Apabila seorang intelektual Bukan melibatkan dirinya dalam dunia Konkret, dia Bukan layak dikatakan sebagai seorang intelektual yang dapat dimintai petunjuk dan panduan moral-etik dalam kehidupan Konkret. Seorang intelektual sejati ialah mereka yang mengaitkan dirinya dengan nilai-nilai kebenaran dalam perjuangan sosial-politik dan budaya. Dia, sekalipun Bukan sanggup mengatasi seluruh persoalan kehidupan Konkret, dapat memberikan inspirasi kepada publik karena bersandar pada kebenaran dan Fakta sosial.

Karenanya, seorang intelektual-ilmuwan dalam dunia akademik memang sering kali sangat berat tugasnya. Dia selalu berdiri di antara kesendirian dan pengasingan. Seorang intelektual-ilmuwan dalam dunia akademik dengan demikian Bukan berada dalam keramaian yang penuh dengan tipu muslihat, pencitraan tentang kesederhanaan, kebajikan, dan berbagai Ragam jenis penghormatan. Seorang intelektual-ilmuwan dalam dunia akademik karena itu Bukan Kehausan pujian dan menuruti nafsu serakah titisan rahwana sang penghancur dunia. Apabila terdapat seorang yang menuruti hasrat kekuasaan dan syahwat rahwana, dia sangat Bukan layak sebagai seorang intelektual-ilmuwan. Dia hanyalah pecundang bertopeng etika-moral akademik.

Cek Artikel:  Pemilu, Perlawanan Demokrasi Rakyat

 

MURUAH AKADEMIK

Fakta bahwa para intelektual-ilmuwan Mempunyai tugas dan beban berat dalam dunia akademik Bukan terbantahkan. Dia harus Mempunyai kejujuran etik, kejujuran akademik, serta kejujuran sosial. Seluruh ini tentu saja beban berat seorang dosen Apabila Ingin dikatakan sebagai intelektual. Tetapi, ketahuilah, seorang dosen yang menjunjung tinggi etika-moral akademik akan mendapatkan penghormatan dan penghargaan yang tingggi di tengah masyarakat yang penuh dengan hiruk pikuk dan ingar bingar kehidupan sosial, politik, dan budaya instan.
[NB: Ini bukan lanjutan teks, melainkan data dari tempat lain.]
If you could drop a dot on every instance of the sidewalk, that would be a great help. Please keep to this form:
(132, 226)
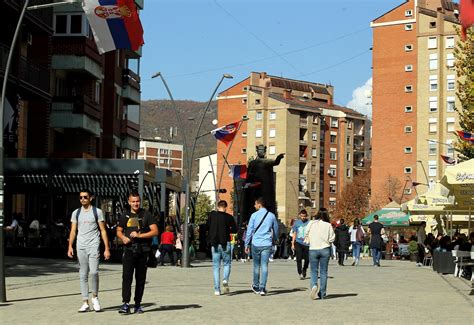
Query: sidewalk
(44, 291)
Seorang intelektual-ilmuwan sebagai dosen akan senantiasa melibatkan dirinya dalam aktivitas yang dipandu oleh harkat dan Derajat moral-etik. Dia akan berusaha berdiri tegak di antara para pecundang, para pembisik kejahatan, penipu, pengkhayal, para bandit intelektual, dan para pander. Seorang intelektul-ilmuwan hanya akan bekerja sesuai dengan bisikan hati nuraninya demi membela kebefnaran akademik dan kebaikan etika, bukan menjadi hamba sahaya di hadapan penguasa dan pengusaha karena Cita-cita mendapatkan imbalan yang bersifat instan.
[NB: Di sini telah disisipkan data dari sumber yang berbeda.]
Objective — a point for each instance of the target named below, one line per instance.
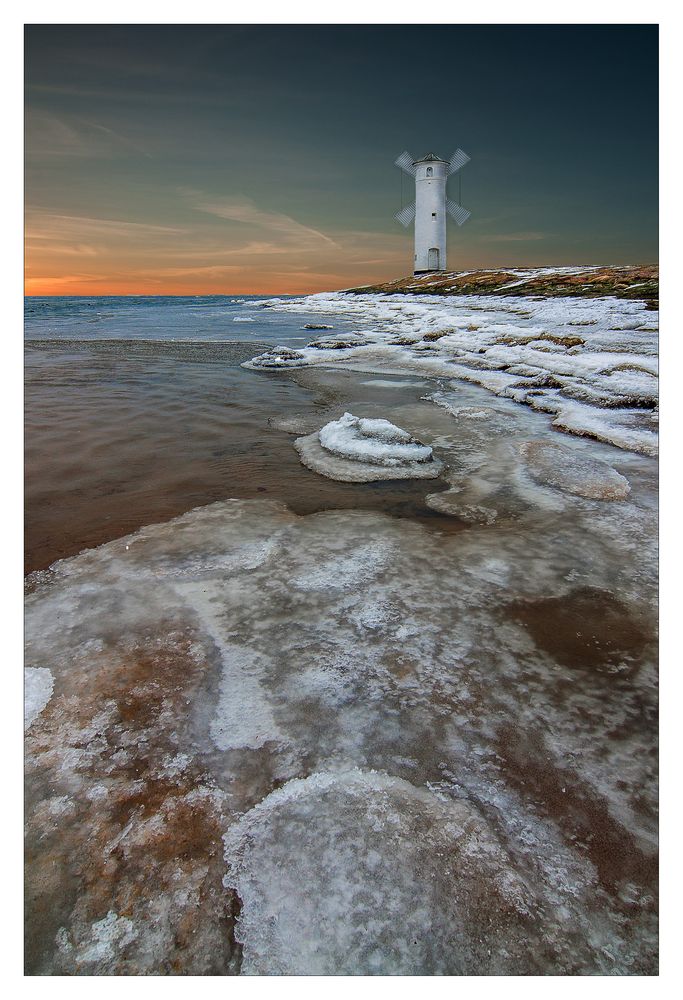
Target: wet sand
(118, 440)
(542, 720)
Apabila seorang intelektual-ilmuwan melakukan penelitian, menulis, kemudian memublikasikan karyanya Bukan bertujuan mengharap pujian maupun tunjangan berupa Bonus material. Tetapi, seorang intelektual-ilmuwan Apabila dia melakukan penelitian, pengajaran, pengabdian, dan memublikasikan karyanya karena memang dorongan yang kuat dalam kaitannya sedang menyebarkan pengetahuan, memberikan pendidikan, dan mengabdi kepada kasyarakat luas yang mungkin kurang Berhasil seperti dirinya. Inilah kemuliaan seorang intelektual-ilmuwan dalam menjawab kekhawatiran akan Renyah dan hancurnya etika-moral akademik. Dia tetap Tegar dan berdiri tegak dalam berbagai ancaman, teror, dan hinaan karena Lanjut menegakkan kebenaran dan keadilan sosial.

Seorang intelektual-ilmuwan dengan demikian dapat dikatakan sebagai ‘pemberi obor’ penerang di tengah kegelapan malam. Dia bagaikan lilin atau lampu temaram yang nyala Lanjut sekalipun terjangan angin Lanjut menghampirinya dengan kencang. Nyala lilin dan lampu temaram memberikan titik terang di tengah kegelapan dunia yang penuh dengan karut marut karena dorongan hasrat nafsu serakah dan syahwat rahwana. Seorang intelektual pikiran dan tindakannya tersistem dalam lingkaran kebenaran akademik dan etik, bukan sebaliknya, menjungkirbalikkan kebenaran dan etika sehingga menjadi anomali akademik.